The economic sentiment indicator rose in February. At the monthly level, confidence improved among consumers, in manufacturing and service activities. Confidence in all sectors was significantly higher in February than a year ago, while it remained unchanged among consumers. Confidence was also higher than in February 2020, but only owing to higher indicators in construction and manufacturing, while other indicators remained lower due to the measures to contain the spread of the epidemic. Possible factors limiting the rise in indicators in manufacturing are the current situation in the international environment (supply bottlenecks and rising commodity and energy prices), while the deterioration in retail trade and among consumers is related to the ongoing uncertainty about the epidemiological situation and containment measures, as well as rising prices.

According to data on the fiscal verification of invoices, total turnover between 6 and 19 February 2022 was 15% higher year-on-year in nominal terms and 2% higher than in the same period of 2020. Year-on-year growth was lower than in the previous two weeks, mainly due to a partial relaxation of operating restrictions in February last year. This was mainly reflected in lower year-on-year turnover growth in trade (7%). However, year-on-year growth was still very high for activities that were almost completely shut down in the same period of 2021 – mainly tourism-related services. Amid higher prices, total turnover was 2% higher in nominal terms than in the same period of 2020, reflecting higher turnover in trade; turnover in accommodation and food service activities and creative, arts and entertainment activities and personal services remained lower.

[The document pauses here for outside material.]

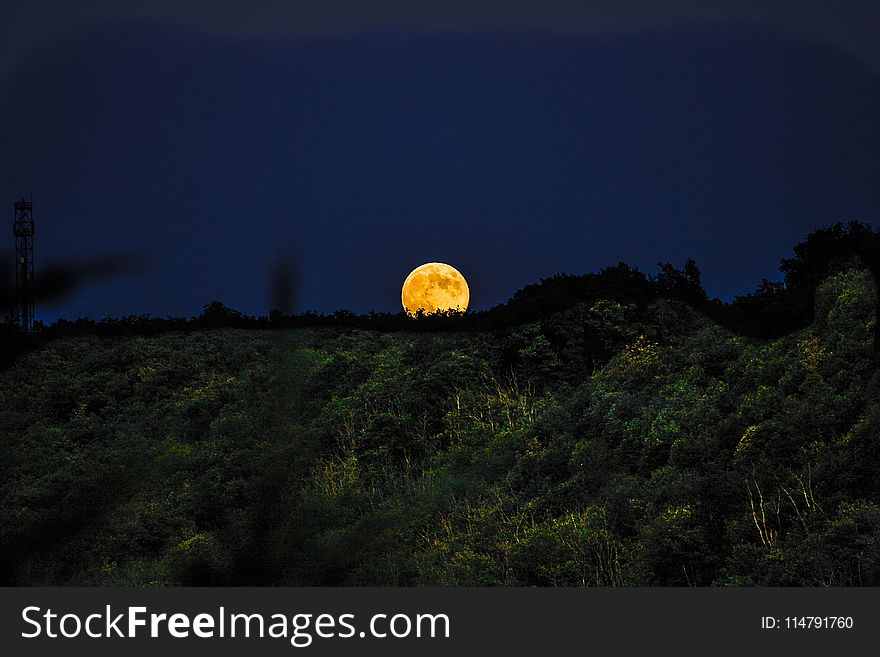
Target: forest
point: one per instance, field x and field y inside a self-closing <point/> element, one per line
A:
<point x="611" y="429"/>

The high level of economic activity and the persistently tense situation on the energy markets have led to a 12.3% increase in Slovenian industrial producer prices in January, the highest level in 20 years. Prices in the domestic market rose (12.8% year-on-year) at a slightly faster pace than prices in foreign markets (11.7%). Prices were higher in all industrial groups. According to our estimates, the higher overall growth was mainly due to the 18.5% year-on-year increase in prices in the intermediate goods group. The price growth in the energy group also strengthened slightly (to 11.8% year-on-year), but was significantly lower than in euro area, where it was above 75% at the end of last year. Higher prices for raw materials and other inputs are also affecting the growth of consumer goods prices, which are rising the slowest of all product groups, increasing by almost 5% year-on-year in January. Prices of semi-durable goods are rising slightly faster than prices of non-durable goods.

In December 2021, average wages in the public sector were 6.3% lower year-on-year, while they were 7.8% higher in the private sector. Due to the cessation of the majority of epidemic-related bonus payments, year-on-year wage growth in the public sector slowed significantly in the second half of last year and already turned negative in December. In 2021 as a whole, these wages were 6.5% higher than in 2020. In the private sector, average wages increased by 6.1% in 2021, mainly due to the impact of the minimum wage increase at the beginning of the year, but also to the return to employment of workers who had participated in job retention measures. The increase in year-on-year private sector wage growth in November and December last year was also influenced by extraordinary payments (13th salaries and Christmas bonuses), which were higher than in the same periods of 2020 and 2019 given the good performance of companies. According to our estimates, wage growth in some private sector activities (manufacturing, construction and accommodation and food service activities) is already being affected by labour shortages. Overall, average wages rose by 6.1% last year.